Stefan Schorch, Professor für Bibelwissenschaften an der Martin-Luther-Universität Halle-Wittenberg, legt biblische Texte anders aus als es klassischerweise getan wird und begründet das in seinem Vortrag.
Seiner Beobachtung nach wird in der kirchlichen Diskussion sehr verengt auf die Geschlechterfrage geschaut. Biblische Zitate und Belegtexte würden aus dem Zusammenhang gerissen – beispielsweise von erzkonservativen Alt-Bischöfen, die ihre eigenen Vorstellungen durchsetzen wollten.
Aber auch viele liberale Kirchenvertreter gingen nicht anders vor und ließen ebenfalls wesentliche Teile des Kontextes außer Acht. Es gebe durchaus biblische Stellen, in denen sich andere Vorstellungen von Beziehungen und Sexualität widerspiegeln.
„In der hebräischen Bibel finden sich sehr verschiedene kulturelle Entwürfe von Sexualität, Partnerschaft und Familie.“
Heute sind homosexuelle Partnerschaften sogar unter protestantischen Pfarrerinnen oder Pfarrern grundsätzlich erlaubt. Es dauerte jedoch bis zum Jahr 2010, ehe in Deutschland das Dienstrecht für Pfarrer angepasst und somit neue Möglichkeiten des Zusammenlebens eröffnet wurden.
Zwar haben sich die Urtexte in der Heiligen Schrift nie verändert, doch interpretieren wir sie zu verschiedenen Zeiten immer wieder anders.

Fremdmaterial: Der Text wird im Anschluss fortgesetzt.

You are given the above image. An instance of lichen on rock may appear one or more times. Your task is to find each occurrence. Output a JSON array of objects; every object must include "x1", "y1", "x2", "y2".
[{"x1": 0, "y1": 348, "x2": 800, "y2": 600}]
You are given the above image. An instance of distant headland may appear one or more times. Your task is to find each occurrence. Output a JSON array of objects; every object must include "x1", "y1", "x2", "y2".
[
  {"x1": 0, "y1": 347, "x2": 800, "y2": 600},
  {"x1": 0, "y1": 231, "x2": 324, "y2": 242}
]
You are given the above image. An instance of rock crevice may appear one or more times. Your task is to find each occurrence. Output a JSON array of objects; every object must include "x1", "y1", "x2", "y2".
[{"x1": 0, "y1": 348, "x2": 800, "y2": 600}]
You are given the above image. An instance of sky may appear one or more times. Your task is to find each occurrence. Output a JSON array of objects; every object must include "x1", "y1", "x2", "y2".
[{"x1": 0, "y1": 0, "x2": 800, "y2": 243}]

In eine Bibel reinzulesen, was man dort lieber stehen hätte, ist eigentlich das Gegenteil von Glauben. Entweder man setzt Gottes Wort absolut – dann verbietet sich eine beliebige Auslegung innerhalb der heutigen Kultur und eine Auslegung kann allenfalls nach dem damaligen Empfängerhorizont erfolgen (was dann nicht gut aussieht für homosexuelle Paare und für eine Neuinterpretation von Adam und Eva) oder man gibt den Wahrheitsanspruch Gottes auf.
Natürlich ist es andererseits zu begrüßen, dass Leute sich von den Schriften einer dermaßen alten Kultur lösen und „moderne Lösungen“ finden. Wenn man dazu die Bibel beliebig interpretieren muss, dann kann das einen Weg darstellen.
Nur müssen dazu die Gläubigen vergleichsweise unreligiös, dumm oder ideologisiert sein, damit sie so eine bescheuerte Erklärung akzeptieren, um ihre Praktiken in die Gegenwart zu retten.
Es geht also immer um Exegese, also um die Auslegung der alten Schriften in bestimmten kulturellen Zusammenhängen. Das führt auch Michaela Bauks in ihrem Vortrag an, Professorin für Bibelwissenschaft am Institut für Evangelische Theologie der Universität Koblenz-Landau. Sie erklärt darin unter anderem, dass der hebräische Name „Adam“ mehrere Bedeutungen hat: Mann, Mensch, Menschheit oder Jemand.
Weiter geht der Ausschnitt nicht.